Are you a city dweller who works long hours only to find yourself returning home at the end of the day only to be greeted by an increasing state of disarray, clutter, and an empty fridge? If you answered yes to these questions, live in Boston or NYC, and make more than $75-ish thousand a year (the current target market), then Hello Alfred is anxiously waiting to help make your life considerably more convenient, that is, if they stay in business long enough to do so.
Hello Alfred, or Alfred (nailing down the exact name of the service rather than the company is a rather daunting task; probably not a good thing for name recognition), is an on-demand, $99/month service that provides customers with an assigned personal butler, called an “Alfred”, who coordinates and performs your weekly chores through the use of participating and integrated on-demand apps. The service is one of the first out of the gate in what those in the know are calling the “On Demand Economy 2.0”, with a vision to “Automate the on-demand economy”.
The company was founded and launched in Boston in 2013 by two Harvard Business School students, Marcela Sapone and Jessica Beck, and has subsequently launched in New York City, with near-term plans to put its $12.5 million of Series A venture money to use by expanding into San Francisco, Los Angeles, and Washington, D.C.
Hello Alfred has identified their target customer as mid- to high-earning (making over $75k per year) professionals, working long hours, and living in high-density urban areas. This target customer is further segmented into two major parts:
- People who see a well-managed and organized home as a central part of their life, yet are unable to achieve this standard on their own.
- People who enjoy having or subscribing to a new, novel item or service.
The company has employed a subscription model where the customer pays $99 per month in exchange for a dedicated house manager, your “Alfred”, who makes two trips to your home per week to pick up tasks to be completed, drop off completed tasks, and perform a variety of household chores. These tasks are requested by the customer via a schedule that they create for their Alfred, or through a specific request using the mobile or web app.

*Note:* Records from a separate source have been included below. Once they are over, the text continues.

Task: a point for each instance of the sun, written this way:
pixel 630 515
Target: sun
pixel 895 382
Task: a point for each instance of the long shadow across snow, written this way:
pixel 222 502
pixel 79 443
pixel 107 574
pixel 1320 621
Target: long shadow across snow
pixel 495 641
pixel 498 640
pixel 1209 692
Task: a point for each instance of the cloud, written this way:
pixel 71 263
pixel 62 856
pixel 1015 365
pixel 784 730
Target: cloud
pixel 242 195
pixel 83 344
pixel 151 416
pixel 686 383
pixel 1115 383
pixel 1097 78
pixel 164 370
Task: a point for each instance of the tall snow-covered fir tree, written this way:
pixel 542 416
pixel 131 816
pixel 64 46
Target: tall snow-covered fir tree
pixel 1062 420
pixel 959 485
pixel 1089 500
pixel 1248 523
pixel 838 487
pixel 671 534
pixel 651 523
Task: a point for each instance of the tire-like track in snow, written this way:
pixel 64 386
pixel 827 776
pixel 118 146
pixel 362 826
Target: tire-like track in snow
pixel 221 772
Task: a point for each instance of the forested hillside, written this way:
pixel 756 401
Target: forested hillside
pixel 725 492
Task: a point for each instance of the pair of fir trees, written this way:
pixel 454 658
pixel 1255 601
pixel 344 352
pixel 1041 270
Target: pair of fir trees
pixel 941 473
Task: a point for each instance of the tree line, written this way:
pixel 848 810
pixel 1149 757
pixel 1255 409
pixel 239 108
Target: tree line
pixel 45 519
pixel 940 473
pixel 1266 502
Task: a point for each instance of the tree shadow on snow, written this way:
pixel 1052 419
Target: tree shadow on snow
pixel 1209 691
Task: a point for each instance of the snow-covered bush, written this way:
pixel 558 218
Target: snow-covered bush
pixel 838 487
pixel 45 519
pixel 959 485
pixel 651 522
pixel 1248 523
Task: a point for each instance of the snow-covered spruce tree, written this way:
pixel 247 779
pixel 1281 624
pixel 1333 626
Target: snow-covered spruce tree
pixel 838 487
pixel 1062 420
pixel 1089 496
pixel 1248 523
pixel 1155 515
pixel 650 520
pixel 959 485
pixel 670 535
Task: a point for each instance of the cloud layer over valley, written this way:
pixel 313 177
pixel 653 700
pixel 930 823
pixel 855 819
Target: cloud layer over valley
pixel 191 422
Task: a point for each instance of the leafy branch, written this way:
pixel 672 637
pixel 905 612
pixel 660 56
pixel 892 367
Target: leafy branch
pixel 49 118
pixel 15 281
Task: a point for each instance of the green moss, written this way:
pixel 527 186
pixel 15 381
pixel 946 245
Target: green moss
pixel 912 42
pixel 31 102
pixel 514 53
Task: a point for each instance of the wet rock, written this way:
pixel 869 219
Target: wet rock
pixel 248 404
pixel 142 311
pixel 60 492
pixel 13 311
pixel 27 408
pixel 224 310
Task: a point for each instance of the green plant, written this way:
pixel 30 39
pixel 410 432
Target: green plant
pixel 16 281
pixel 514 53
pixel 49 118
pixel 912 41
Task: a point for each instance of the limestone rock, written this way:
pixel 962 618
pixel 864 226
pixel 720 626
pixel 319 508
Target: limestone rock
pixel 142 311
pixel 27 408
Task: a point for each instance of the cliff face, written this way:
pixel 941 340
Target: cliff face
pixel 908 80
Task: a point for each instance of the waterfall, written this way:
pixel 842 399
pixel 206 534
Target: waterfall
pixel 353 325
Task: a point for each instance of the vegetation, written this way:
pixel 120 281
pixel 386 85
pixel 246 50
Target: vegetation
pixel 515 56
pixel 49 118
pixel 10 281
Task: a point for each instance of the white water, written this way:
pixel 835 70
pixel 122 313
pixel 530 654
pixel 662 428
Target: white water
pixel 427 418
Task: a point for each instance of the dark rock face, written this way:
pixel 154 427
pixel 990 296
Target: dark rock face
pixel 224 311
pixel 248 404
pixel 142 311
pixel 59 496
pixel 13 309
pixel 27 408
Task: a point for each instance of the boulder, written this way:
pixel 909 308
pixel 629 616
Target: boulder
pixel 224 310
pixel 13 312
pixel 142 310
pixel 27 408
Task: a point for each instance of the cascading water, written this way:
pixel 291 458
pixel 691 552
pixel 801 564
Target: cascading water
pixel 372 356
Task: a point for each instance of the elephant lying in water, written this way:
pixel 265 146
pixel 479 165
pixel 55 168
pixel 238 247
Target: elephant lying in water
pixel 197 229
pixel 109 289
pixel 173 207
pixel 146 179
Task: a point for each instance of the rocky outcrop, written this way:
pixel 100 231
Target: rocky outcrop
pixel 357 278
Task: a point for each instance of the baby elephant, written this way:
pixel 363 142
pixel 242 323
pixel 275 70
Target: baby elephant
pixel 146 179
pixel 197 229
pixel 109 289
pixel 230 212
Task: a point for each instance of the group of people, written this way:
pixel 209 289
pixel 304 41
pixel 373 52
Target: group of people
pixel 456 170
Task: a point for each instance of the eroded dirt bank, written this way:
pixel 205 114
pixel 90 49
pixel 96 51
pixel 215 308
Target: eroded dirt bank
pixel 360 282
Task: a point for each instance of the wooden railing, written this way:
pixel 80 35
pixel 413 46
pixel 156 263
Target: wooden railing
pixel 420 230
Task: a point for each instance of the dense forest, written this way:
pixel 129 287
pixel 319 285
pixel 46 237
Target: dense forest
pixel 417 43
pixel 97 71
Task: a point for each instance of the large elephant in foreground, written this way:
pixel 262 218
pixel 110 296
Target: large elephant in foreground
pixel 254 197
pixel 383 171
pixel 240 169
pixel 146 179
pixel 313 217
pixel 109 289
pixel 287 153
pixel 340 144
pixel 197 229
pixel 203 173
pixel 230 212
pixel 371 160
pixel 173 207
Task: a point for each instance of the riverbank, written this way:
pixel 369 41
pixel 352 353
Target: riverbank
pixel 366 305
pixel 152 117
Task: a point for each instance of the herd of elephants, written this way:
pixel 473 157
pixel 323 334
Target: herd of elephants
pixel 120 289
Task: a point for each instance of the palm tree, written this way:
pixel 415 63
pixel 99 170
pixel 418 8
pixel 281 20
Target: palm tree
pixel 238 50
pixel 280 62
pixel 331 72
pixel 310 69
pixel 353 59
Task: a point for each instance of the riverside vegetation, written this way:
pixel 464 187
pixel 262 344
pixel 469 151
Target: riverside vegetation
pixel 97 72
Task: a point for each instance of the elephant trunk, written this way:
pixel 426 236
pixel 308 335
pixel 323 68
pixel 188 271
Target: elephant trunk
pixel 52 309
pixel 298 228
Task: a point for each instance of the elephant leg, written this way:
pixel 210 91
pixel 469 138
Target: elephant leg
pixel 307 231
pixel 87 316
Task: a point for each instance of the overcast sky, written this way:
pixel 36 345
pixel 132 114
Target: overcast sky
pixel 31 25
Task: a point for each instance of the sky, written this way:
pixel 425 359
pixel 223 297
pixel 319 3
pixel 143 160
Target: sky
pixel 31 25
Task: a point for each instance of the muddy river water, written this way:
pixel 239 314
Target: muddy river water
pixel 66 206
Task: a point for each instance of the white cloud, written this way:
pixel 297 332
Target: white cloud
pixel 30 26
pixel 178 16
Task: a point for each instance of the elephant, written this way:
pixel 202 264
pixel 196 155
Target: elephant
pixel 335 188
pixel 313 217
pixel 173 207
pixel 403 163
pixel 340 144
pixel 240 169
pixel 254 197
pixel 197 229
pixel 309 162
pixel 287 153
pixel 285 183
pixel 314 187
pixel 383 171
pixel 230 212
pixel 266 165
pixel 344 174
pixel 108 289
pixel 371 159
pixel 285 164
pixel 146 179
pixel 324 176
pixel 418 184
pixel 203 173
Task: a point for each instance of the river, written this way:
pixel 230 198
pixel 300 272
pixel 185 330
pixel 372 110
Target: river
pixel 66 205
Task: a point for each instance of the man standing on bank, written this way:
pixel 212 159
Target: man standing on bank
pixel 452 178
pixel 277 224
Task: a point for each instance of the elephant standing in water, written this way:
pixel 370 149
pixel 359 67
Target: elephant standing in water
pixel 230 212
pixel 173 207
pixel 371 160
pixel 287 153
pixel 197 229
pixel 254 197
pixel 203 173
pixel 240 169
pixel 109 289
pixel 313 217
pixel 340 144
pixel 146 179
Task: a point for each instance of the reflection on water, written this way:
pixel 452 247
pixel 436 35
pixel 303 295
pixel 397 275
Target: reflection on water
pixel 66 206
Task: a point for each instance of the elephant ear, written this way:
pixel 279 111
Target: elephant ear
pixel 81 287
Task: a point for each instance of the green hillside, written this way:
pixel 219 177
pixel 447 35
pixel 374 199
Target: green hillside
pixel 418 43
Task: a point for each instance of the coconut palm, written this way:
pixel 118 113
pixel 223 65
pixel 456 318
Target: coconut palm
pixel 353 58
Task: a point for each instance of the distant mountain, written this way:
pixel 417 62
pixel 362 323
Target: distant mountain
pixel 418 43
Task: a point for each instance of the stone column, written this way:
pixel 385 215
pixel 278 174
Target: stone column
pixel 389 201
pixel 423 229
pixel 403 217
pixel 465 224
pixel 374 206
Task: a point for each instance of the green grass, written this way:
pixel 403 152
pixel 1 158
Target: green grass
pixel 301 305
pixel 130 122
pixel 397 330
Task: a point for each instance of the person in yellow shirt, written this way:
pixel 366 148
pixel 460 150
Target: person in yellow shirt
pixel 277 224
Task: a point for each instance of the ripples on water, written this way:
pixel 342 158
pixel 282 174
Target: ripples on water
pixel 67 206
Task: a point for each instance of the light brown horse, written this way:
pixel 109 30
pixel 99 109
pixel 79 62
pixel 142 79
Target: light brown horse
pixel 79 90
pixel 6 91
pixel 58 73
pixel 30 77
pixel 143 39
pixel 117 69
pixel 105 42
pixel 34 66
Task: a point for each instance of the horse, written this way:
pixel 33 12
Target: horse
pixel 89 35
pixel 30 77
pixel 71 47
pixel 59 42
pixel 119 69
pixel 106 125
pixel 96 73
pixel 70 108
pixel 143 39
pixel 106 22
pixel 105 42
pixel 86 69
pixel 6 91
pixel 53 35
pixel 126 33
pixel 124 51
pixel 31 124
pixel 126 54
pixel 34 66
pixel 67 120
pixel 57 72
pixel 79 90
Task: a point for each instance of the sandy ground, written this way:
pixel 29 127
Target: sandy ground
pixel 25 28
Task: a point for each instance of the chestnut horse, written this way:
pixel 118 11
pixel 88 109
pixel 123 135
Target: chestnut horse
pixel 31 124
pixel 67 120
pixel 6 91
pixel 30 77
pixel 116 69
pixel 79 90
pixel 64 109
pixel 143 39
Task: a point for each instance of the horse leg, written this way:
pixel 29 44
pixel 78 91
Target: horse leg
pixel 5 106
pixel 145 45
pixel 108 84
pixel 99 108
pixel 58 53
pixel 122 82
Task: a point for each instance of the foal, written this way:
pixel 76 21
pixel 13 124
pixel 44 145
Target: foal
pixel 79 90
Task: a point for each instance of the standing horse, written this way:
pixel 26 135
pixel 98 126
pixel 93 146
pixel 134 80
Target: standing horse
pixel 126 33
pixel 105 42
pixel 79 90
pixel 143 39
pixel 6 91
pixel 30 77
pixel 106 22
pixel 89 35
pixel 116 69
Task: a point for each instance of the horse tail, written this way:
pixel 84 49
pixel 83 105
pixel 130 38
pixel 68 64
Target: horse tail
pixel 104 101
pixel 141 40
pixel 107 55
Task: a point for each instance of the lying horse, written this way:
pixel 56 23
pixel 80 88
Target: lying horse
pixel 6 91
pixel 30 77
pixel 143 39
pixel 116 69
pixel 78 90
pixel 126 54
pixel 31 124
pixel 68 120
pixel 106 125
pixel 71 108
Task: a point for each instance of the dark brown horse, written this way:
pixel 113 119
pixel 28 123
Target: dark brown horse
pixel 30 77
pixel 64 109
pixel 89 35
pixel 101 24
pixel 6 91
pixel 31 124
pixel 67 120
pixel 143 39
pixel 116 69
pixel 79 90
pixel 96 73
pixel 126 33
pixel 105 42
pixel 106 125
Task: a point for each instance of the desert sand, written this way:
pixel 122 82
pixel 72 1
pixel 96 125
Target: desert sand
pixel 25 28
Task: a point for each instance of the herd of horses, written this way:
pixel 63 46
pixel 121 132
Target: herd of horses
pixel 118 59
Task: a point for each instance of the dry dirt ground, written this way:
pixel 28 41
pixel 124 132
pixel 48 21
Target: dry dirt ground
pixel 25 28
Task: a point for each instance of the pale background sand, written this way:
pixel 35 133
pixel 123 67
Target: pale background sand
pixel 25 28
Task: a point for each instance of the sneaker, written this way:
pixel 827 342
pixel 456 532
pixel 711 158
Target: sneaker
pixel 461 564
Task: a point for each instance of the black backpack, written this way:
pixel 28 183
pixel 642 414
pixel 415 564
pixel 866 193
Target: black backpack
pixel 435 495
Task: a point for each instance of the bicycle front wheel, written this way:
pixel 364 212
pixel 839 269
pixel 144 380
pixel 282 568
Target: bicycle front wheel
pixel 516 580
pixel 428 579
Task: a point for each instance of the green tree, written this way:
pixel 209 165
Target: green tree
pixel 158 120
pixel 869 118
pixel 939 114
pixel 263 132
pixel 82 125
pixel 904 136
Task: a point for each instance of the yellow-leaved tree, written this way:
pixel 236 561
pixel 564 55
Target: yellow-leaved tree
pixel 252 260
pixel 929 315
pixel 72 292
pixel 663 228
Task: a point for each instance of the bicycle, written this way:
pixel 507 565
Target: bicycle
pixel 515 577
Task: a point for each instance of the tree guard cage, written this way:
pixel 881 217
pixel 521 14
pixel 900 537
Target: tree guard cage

Your Alfred will complete requested tasks through the use of third-party service providing apps, such as Instacart, Handy, TaskRabbit and others in order to complete the requested tasks. These third-party apps are vetted by Hello Alfred and integrated into the mobile and web apps, which enables a seamless experience for the customer and drives additional usage for the partner app. Additional revenue streams above the $99 customer subscription fee are possible through Hello Alfred negotiating commissions for driving traffic for these partners, and will be a critical component of their profitability success in the future.
At the core of Hello Alfred’s operating model are the processes and procedures to establish a high level of trust early on with the customer in order to enable them to feel comfortable with having a stranger (who they will most likely never meet) enter their home twice a week to handle personal items. This trust is established through the following:
- All Alfreds are put through a comprehensive and rigorous screening process.
- The company has taken a hard stance on classifying all Alreds as W2 employees who are eligible for benefits and are paid between $18 and $25 compared to on-demand competitors who classify workers as 1099 contractors who are illegible for benefits. This enables workers to view this opportunity as a more long term option versus a filler job which reduces short-sighted thinking which could comprise trust built with customers.
Additionally, Hello Alfred’s model is to employee workers who live in the community in which they establish a fixed route of customers and are enabled to set a schedule that works for both them and the customer. This enables Alfreds to group visits to customers to cut down on travel time and gain efficiencies in running errands.
Currently, Alfred only performs a set list of recurring tasks that have been scheduled by the customer, but it is the plant to increase the scope of possible tasks that can be performed as well as the number of third-party service provider apps that are integrated into the service.
In order to assess the feasibility of this operational model, assumptions were made based on press-releases from the company as well as work-block optimization, and were captured in Exhibits 1-5.
Additionally, it was assumed that Alfreds will perform all work during normal business hours (8am to 5pm) in order to minimize disruptions to the customer and to maintain a normalized work schedule for employees. Based on this, I assumed a conservative estimate of each Alfred serving three apartments per apartment building, and performing four discreet events per customer per week (Prep and Scheduling 3rd Party Service Providers, First Visit, Completing Errands, and Second Visit).
Based on this, I determined that 1 Alfred could serve a maximum of 36 customers per week (Exhibit 2 and 3), resulting in 36 hours worked per Alfred, per week. This showed that a fully-utilized Alfred, would make $848.57 per week, while generating only $766.31 per week in revenue, resulting in operating income loss of $261.94 per Alfred per week (Exhibit 5). Assuming that Alfred payments should be no greater than 24% of revenues (based off of comparable companies, see Facebook model in Exhibit 4) in order to cover remaining operating expenses, then each Alfred, given the current operational model, could only be paid $4.78 per hour (Exhibit 3).
Further analysis was unnecessary at this point, given the radical changes to the business model that would need to be performed in order to either meet the customer promise of $99 per month, or the ability to hire and retain qualified Alfred’s. Therefore, I do not think that the Alfred model is scalable beyond its current level in a profitable manner without establishing significant monetization avenues through third party app integration and partnerships.